This blog post is a compilation of my thoughts from two meetups that me and my colleagues at Citerus hosted last fall with the topic Cynefin ♥ DDD. The purpose of the meetups was to explore the relationship between the Cynefin framework and Domain-Driven Design.

To get the most out of this blog post it’s recommended to have a basic understanding of both Cynefin and DDD.

Recognize the title: tackling complexity in the heart of software? Yes, as most people that have come across Domain-Driven Design (DDD) knows it’s the subtitle of Eric Evans excellent original book on the subject. But it actually also says a great deal about how DDD fits into the Cynefin framework and more specifically why DDD is a great tool to manage the complex domain of Cynefin within software development. Read on and I will explain what I mean.

The Cynefin framework does not give a specific answer to the question how to tackle complexity within software development but it offers a framework which is helpful in understanding it. Cynefin makes a clear distinction between the complex domain and the ordered domains. The ordered domains are stable and there is a clear relationship between cause and effect. In contrast, the complex domain is unpredictable and the relationship between cause and effect can only be investigated in retrospect after conducting experiments.

The code that we write as a software developers belong within the ordered domains. A computer simply demands that things are ordered and that there is a very explicit cause and effect in order for it to work. On the other hand, the reality for which we are writing software for is far from ordered. It is complex. This raises an interesting question:

1. How do we map the complex reality into ordered software?

This mapping is often done implicit without putting in too much effort. A big problem with this approach is that the resulting software often becomes a poor fit for the complex reality for which it was created in the first place. The implicit model which the software is built upon will instead of being useful become painful when the software needs to incorporate new requirements. As described by Cynefin it is not a good idea to constrain a complex system without first probing it, identifying patterns and creating constraints from these.

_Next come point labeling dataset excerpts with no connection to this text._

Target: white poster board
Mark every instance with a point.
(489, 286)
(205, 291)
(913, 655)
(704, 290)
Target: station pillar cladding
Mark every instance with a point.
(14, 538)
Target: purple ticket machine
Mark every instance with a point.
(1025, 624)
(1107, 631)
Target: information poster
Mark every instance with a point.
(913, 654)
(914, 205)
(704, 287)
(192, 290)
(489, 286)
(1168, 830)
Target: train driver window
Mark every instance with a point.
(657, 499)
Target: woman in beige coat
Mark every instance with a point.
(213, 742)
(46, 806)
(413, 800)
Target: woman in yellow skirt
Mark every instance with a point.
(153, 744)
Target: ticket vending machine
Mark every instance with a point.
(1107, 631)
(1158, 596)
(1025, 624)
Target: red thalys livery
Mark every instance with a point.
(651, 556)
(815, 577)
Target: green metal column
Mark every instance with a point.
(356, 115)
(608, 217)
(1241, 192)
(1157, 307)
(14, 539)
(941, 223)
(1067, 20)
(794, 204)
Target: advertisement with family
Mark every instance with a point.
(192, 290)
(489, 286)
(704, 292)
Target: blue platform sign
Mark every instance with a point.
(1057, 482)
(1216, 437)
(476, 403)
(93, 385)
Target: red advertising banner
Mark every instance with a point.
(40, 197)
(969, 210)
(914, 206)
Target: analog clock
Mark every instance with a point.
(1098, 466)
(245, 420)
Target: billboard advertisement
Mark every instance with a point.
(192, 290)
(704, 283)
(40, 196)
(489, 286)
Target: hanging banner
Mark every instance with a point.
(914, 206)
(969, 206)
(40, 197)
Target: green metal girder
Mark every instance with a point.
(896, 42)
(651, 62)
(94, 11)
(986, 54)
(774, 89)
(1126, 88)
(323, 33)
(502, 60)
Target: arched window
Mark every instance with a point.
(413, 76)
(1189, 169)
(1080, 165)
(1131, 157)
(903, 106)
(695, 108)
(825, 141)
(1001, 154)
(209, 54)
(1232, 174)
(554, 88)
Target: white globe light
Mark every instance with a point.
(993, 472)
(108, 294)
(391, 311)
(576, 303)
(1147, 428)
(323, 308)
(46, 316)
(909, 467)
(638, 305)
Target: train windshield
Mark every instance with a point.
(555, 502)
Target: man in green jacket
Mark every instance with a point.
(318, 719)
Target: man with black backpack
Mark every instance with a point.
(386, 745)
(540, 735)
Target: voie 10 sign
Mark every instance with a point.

Even if we manage to map the complex reality into ordered software in such a way that the gap between the software and the underlying reality is reasonable small it will probably not stay that way. The complex domain of Cynefin is called complex for good reasons. It changes all the time. A simple interaction within it is all that it takes to make it change. This raises another interesting question:

2. How do we keep our ordered software up to date with the complex reality?

The Cynefin framework tells us to constantly probe the complex world, look for coherent patterns and integrate these into our ordered model. This probing, however, is often absent in the world of software development.

The two questions above illustrates problems which are highlighted when you look at software development through the eyes of Cynefin. These problems are usually not paid enough attention. But within Domain-Driven Design they are put in absolute focus and they are addressed by tackling complexity in the heart of software.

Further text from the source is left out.